When I began my PhD studies nearly a year ago, I did so knowing that the first year would be, essentially, writing a literature review. I was told over and over again that it was all about reading, reading, reading, and writing. Everyone I spoke to assured me that I would feel lost and confused. I was told to expect to feel like a failure; to expect to doubt myself. I was told that I would be reading more than ever before – and that some of the reading would be a waste of time.
Keep reading. Keep reading. Keep reading.
Those words echoed in my mind over the first eight or nine months.
But then – all of the sudden – I realised I wasn’t doing enough writing! In fact, I was doing very little writing.
Why? Because I didn’t know how.
I had done so much reading that all of the ideas were running wild in my head. I couldn’t corral them; I couldn’t control them.
When I attempted to express my ideas on paper, I felt that I wasn’t “good enough” to critique the works of others. I felt that I wasn’t clever enough to put my words and my opinions into the mix.
Eventually, I found a bit of confidence to start writing but it was a challenge. There were so many thoughts in my head – so many references to reflect on – that it was overwhelming. It was so overwhelming that I didn’t know how to organise my thoughts.
Soon, the overwhelming feelings morphed into fear which morphed into serious self-doubt—which only made the writing more challenging.
But I needed to write. So I did. I just wrote and wrote and soon I had 6,000 words. But the structure was confusing and there were lots of repeated ideas. Still, I kept writing. And eventually, there were more than 10,000 words. But the structure was still too confusing and there were still too many repeated thoughts.
The solution? Stop writing!
Yes, by that point the document was so confusing that I needed to start from scratch. I needed to build a new structure and start from there.
With the help of one of my supervisors, a new structure was determined. And then I started my word count over at zero. Oh, what a sad day that was!
With the new structure decided, I opened up a fresh document and began moving text across from the old one. I moved it bit-by-bit, starting from the top of the new document, working my way down. By the end of the first day, I was back up to 3,700 words.
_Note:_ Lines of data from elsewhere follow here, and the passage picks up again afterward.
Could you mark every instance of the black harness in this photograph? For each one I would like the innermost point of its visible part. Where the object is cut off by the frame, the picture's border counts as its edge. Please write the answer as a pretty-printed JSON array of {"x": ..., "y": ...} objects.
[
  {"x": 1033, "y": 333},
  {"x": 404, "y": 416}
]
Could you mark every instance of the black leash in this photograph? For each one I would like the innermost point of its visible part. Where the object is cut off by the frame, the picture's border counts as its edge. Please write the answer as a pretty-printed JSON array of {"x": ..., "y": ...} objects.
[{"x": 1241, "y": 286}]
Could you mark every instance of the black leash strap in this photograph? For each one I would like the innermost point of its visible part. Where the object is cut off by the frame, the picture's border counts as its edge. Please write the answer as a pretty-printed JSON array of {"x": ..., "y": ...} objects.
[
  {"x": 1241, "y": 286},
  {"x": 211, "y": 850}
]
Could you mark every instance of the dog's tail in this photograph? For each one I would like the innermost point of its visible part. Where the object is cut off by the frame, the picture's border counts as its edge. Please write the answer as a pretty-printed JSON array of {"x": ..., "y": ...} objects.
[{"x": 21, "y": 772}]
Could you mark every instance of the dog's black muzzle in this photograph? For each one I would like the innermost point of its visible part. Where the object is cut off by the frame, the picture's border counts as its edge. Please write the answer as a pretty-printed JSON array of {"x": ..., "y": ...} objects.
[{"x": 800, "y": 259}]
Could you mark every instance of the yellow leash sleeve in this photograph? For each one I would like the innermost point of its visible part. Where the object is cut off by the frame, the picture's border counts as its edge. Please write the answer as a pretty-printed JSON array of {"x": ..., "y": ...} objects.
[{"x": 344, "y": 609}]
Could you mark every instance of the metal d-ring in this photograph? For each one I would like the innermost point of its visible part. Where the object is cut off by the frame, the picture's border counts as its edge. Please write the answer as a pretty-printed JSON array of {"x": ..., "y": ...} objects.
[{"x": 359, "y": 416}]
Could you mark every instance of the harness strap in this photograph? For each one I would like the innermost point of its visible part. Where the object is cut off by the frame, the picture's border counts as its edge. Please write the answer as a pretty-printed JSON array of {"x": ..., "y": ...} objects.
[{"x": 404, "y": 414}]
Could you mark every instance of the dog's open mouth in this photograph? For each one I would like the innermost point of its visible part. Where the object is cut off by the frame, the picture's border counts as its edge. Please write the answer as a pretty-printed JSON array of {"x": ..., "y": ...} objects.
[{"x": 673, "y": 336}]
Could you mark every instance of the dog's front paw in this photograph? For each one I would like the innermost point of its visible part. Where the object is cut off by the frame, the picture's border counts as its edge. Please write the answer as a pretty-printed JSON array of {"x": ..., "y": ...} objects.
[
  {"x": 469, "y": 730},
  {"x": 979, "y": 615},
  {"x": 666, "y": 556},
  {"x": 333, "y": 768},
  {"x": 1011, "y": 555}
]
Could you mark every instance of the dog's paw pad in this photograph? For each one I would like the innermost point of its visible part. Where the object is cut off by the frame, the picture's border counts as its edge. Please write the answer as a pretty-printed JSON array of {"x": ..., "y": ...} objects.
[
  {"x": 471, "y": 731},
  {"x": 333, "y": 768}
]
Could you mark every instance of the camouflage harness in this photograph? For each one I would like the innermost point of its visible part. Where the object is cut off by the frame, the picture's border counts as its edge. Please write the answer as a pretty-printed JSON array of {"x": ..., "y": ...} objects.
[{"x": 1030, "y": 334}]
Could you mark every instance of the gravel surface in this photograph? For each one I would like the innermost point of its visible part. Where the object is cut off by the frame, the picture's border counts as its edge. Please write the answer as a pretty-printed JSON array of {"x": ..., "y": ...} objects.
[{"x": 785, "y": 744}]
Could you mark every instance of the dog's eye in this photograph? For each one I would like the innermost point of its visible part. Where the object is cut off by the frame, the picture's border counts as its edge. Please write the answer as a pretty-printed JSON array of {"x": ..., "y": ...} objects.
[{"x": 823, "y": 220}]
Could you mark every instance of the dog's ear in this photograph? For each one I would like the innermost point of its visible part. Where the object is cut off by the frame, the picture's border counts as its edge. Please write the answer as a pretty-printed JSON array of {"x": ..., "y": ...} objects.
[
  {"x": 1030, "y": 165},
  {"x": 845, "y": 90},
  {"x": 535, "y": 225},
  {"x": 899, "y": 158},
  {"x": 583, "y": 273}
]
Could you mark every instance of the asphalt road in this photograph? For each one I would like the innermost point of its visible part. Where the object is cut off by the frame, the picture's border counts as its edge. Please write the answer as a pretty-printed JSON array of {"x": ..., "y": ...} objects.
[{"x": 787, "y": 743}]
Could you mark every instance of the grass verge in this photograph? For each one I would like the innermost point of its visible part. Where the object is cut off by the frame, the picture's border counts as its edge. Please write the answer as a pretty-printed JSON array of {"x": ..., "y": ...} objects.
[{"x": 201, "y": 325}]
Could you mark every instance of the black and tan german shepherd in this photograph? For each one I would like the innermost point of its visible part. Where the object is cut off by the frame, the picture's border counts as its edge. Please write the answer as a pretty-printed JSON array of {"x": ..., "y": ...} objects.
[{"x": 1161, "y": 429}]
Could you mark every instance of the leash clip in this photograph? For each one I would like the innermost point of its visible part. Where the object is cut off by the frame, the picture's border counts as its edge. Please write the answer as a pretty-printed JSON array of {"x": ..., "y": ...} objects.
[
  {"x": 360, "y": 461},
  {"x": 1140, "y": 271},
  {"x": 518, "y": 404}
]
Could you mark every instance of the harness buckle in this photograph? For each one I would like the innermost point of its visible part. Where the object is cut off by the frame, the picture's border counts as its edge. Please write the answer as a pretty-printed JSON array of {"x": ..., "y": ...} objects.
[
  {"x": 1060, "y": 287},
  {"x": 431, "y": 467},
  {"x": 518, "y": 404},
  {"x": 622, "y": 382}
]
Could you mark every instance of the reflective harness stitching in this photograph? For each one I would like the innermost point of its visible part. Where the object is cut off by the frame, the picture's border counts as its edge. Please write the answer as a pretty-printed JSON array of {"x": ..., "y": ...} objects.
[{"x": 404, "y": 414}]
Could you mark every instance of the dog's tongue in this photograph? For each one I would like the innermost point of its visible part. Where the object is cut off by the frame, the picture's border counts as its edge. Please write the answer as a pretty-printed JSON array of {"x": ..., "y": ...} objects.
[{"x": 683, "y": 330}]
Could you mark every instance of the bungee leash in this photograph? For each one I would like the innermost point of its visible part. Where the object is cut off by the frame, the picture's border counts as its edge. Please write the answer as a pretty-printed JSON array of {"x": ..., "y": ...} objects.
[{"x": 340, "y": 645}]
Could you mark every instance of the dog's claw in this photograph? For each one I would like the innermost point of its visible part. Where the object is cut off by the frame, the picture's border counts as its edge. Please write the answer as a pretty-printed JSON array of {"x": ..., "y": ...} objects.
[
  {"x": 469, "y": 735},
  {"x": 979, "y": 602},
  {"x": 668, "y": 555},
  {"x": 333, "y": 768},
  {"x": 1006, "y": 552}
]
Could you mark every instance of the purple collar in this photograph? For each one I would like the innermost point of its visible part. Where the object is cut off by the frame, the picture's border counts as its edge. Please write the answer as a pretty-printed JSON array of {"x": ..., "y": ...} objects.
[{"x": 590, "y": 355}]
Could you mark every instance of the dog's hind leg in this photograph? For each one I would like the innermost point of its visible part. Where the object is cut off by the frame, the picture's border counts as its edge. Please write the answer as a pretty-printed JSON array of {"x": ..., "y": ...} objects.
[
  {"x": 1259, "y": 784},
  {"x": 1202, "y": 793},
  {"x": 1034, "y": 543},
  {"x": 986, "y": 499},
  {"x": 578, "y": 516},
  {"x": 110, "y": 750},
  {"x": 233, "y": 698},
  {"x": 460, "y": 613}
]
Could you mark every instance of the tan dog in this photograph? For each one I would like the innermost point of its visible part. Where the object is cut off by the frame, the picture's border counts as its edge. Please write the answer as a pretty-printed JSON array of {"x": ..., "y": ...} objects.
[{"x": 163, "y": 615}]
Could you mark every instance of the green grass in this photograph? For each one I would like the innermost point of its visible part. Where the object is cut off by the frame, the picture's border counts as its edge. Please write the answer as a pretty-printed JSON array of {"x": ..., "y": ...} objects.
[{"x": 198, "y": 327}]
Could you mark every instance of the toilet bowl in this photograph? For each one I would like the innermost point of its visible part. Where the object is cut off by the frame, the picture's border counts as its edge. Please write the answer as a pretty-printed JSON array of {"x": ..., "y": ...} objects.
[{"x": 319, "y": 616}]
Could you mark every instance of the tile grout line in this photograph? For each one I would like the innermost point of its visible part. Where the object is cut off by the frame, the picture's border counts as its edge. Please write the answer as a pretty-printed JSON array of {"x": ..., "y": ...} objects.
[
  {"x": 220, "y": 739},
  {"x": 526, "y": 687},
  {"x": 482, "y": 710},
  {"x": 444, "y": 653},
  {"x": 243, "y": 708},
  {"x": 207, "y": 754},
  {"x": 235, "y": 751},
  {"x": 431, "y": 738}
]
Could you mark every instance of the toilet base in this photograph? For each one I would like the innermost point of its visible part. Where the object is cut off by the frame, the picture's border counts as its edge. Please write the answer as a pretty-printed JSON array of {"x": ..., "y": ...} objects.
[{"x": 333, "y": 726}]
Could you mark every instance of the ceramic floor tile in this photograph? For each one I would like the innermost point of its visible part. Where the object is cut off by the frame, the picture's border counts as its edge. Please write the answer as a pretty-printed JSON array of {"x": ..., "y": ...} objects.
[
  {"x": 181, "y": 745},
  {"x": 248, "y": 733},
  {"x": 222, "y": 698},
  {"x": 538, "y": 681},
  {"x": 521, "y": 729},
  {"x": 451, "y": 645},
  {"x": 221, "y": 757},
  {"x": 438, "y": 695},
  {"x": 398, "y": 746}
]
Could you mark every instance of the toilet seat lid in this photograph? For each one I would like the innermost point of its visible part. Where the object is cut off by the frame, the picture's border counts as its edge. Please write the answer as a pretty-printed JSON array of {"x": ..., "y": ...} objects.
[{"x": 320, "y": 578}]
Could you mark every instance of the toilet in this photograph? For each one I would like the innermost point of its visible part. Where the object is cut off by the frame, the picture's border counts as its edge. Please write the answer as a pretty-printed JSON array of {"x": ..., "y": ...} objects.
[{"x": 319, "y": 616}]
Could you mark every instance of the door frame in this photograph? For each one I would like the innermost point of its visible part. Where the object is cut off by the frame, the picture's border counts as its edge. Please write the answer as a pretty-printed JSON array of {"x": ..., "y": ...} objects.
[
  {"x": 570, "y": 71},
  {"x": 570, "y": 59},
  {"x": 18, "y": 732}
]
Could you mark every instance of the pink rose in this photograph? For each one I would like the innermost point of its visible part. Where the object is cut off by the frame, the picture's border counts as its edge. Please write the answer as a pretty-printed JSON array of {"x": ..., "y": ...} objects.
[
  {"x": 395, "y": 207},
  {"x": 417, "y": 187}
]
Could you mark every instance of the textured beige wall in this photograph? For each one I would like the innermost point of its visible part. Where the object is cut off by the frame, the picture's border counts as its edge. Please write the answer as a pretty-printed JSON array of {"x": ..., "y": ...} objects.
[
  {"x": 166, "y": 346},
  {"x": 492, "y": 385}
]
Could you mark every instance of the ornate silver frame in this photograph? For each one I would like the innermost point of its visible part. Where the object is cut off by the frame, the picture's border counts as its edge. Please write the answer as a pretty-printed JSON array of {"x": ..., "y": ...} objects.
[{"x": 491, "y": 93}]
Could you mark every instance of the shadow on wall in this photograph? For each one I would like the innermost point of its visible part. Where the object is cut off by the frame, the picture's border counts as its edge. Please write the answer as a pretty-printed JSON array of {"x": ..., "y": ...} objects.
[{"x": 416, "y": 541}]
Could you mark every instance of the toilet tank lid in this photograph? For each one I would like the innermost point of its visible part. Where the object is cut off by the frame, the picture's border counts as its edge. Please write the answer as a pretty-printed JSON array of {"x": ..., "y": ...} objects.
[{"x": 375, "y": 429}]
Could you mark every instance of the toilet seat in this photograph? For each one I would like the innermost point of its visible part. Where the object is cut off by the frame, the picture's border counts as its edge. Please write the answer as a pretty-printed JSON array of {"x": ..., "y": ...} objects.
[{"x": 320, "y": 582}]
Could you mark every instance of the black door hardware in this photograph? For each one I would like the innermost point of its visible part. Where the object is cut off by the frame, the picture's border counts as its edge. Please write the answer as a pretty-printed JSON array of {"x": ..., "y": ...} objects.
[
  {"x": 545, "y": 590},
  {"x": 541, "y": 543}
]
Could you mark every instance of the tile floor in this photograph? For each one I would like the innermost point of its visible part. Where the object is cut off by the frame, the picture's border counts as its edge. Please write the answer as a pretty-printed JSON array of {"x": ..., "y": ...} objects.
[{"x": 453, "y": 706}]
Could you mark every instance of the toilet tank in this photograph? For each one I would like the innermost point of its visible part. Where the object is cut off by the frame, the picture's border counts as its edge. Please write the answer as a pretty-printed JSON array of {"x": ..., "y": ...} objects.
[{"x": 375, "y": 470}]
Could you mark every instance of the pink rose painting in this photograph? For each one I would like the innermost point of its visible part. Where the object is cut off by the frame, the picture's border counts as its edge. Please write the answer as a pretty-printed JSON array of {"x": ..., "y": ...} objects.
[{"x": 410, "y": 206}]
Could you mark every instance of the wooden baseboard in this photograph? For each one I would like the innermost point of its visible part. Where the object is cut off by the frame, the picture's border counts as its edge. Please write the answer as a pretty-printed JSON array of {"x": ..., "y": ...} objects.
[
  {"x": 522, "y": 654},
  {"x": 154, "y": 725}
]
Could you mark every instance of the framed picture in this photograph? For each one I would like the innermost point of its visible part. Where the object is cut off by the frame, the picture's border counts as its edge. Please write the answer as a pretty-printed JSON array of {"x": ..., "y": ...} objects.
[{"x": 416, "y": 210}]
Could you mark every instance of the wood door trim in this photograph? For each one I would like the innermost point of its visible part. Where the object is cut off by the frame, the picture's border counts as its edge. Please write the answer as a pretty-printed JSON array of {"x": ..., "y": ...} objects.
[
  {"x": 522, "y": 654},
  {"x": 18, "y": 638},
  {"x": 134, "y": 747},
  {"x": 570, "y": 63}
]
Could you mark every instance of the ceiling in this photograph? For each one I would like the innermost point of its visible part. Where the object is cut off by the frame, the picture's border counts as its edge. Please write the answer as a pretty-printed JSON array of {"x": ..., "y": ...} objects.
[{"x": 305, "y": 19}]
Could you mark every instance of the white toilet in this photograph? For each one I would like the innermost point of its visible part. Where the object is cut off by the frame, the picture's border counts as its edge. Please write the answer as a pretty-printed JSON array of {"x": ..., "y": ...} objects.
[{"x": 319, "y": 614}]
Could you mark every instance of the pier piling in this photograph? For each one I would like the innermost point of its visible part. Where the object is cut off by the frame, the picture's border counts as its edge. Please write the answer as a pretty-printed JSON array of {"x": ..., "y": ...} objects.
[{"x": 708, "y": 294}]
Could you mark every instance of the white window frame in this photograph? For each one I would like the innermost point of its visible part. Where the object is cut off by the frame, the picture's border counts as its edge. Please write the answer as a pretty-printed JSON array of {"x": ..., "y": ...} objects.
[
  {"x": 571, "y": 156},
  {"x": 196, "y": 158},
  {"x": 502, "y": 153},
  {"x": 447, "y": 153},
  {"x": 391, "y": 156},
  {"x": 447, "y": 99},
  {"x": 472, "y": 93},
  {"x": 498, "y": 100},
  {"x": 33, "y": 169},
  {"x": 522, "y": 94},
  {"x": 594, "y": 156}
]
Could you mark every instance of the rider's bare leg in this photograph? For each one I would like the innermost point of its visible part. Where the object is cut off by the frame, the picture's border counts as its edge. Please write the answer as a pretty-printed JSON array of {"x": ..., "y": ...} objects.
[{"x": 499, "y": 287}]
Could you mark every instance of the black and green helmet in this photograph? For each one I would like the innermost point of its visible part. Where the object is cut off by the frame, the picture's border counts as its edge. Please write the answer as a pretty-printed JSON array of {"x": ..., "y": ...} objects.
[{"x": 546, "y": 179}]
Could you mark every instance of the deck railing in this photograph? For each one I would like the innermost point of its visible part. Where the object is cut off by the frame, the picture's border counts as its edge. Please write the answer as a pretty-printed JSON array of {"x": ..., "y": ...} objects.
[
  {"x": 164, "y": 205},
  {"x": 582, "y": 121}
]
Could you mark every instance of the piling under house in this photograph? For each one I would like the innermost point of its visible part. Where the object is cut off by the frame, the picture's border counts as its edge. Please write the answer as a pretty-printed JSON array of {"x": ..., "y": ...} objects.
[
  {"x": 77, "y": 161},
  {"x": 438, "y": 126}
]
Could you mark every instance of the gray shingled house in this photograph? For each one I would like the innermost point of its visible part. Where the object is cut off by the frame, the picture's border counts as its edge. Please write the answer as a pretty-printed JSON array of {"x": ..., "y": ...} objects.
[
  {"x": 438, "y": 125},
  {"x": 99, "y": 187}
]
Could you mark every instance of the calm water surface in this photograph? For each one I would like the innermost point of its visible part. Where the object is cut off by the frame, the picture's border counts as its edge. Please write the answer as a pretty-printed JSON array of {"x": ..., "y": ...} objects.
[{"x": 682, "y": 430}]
And by the end of the first week, I was up to 6,000.
But the words were better quality; the words flowed better and actually made sense.
Eventually, I found myself with a literature review of nearly 12,000 words, which has formed part of a larger annual review report of nearly 17,000 words (that’s 68 pages if you wondered).
I’ve sent the annual review report off to my advisory panel and now I have a week and a half to wait and wring my fingers whilst I stress and panic that it won’t be good enough.
And I will stress. Every single day. Because I am now so convinced that my literature review is absolutely horrible and there’s no way I’ll pass my annual review.
But just in case I’m wrong, I will continue to reflect on the document so that I can improve upon it for my main PhD thesis.
Of course, if I could start all over, I know what I’d do differently. And I’m going to try to remember those lessons when it comes time to start on my methods chapter (up next!).
So what’s my advice to someone starting out today? That’s easy: Start today!
Start putting your thoughts on paper immediately. They might be wrong; they might be conveyed in a casual or even half-baked manner; they might get deleted later. It doesn’t matter. Write! And write right now!
Why? Because you’ll get your ideas out of your head and onto a piece of paper (or a computer screen). Because you’ll have something to show your supervisors, who can help guide you in the right direction. Because you’ll feel a sense of accomplishment. Because you’ll have something to look back on later, showing how far you’ve come from Day One!
In between now and my annual review meeting later this month, I will be taking some time to read more about research methods for my investigation. But I’ll be reading with my pen and pad handy so that I can write as I read.
As you can tell, I’m running a little massively short on self-esteem just now. Hopefully, I’ll be able to share some positive outcomes soon though!
2 thoughts on “How not to write a literature review: Part 1”
Great read: interesting lessons with good encouragement. All the best with your panel meeting 🙂 Oh, one more thing; you’ll be fine.
Thanks, Samuel. I am just a natural worrier these days and can’t seem to shake it. On the plus side, I can see a massive improvement between what I’ve submitted and what I was looking at 10 weeks ago! So that’s something.
I already have note for how to improve the document – including areas that need expansion – and I’ll add those to whatever suggestions my panel make.